Ci puoi fare una breve cronistoria della candidatura, con date e dati, sottolineando la partecipazione della popolazione?

La candidatura di Ravenna a Capitale europea della cultura è nata di fatto nel 2007 con la aperta volontà espressa in campagna elettorale dall’allora candidato Sindaco Fabrizio Matteucci e con le conseguenti lettere di intenti scritte all’ora Presidenza del Consiglio dei Ministri, alla Presidenza del Parlamento Europeo e della Commissione Europea.

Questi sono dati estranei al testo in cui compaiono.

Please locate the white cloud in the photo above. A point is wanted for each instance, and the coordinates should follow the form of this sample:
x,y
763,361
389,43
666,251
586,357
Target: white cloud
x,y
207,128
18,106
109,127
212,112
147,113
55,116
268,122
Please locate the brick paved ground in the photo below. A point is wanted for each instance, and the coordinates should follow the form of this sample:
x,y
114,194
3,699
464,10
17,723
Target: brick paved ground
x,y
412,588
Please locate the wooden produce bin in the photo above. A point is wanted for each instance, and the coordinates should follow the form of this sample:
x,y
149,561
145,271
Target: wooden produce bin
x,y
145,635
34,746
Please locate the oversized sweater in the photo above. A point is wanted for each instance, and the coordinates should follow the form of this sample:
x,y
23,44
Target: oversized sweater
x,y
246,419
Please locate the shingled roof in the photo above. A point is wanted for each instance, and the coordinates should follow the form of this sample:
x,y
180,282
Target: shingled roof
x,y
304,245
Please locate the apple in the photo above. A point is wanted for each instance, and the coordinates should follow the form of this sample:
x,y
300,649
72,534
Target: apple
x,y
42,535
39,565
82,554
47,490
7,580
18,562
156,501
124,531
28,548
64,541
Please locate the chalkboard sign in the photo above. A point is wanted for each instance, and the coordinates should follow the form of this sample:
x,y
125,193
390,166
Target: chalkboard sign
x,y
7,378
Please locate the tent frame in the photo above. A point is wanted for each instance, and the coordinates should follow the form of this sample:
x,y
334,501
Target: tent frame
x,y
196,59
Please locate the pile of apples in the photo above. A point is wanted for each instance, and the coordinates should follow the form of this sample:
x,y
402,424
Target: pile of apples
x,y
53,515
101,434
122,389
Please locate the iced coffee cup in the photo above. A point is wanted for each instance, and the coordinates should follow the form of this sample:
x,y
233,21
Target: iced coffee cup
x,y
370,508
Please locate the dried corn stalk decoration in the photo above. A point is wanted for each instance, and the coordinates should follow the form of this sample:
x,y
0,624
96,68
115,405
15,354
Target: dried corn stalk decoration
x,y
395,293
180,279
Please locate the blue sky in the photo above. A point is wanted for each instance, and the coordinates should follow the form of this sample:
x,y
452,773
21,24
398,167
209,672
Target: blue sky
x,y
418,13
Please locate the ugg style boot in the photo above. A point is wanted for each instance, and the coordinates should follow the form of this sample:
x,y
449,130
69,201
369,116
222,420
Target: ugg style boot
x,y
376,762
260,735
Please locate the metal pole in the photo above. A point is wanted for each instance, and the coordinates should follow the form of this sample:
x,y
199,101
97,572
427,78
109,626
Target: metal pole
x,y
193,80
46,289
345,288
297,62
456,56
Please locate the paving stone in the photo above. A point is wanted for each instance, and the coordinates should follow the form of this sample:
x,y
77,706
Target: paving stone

Da allora il percorso si è sviluppato e ha preso sostanza: sono nati il comitati promotori, il comitato artistico organizzativo, è stato costituito lo staff ed è iniziato un dialogo con i comuni limitrofi per costruire una candidatura che pur avendo Ravenna al centro coinvolgesse tutto il perimetro romagnolo. Così anche a Forlì, Cesena, Rimini, Faenza, Cervia e Comuni della Bassa Romagna sono nati comitati di sostegno alla nostra candidatura.

Parallelamente, attraverso i gruppi di lavoro organizzati ad hoc, il contributo degli operatori culturali del territorio e un open call aperta a tutti i cittadini è stato avviato il lavoro di stesura del dossier da cui hanno preso forma le Prove Tecniche, dossier che si è sviluppato intorno all’idea portante di Ravenna come “mosaico di culture”. Un anno fa la nostra candidatura è stata valutata insieme a quella delle altre 24 città italiane candidate, e la nostra proposta, insieme a quella di Cagliari, Lecce, Matera, Perugia e Siena è stata giudicate particolarmente positiva permettendoci di entrare nella short list da cui il 17 ottobre di quest’anno sarà decretata la Capitale Europea della Cultura del 2019.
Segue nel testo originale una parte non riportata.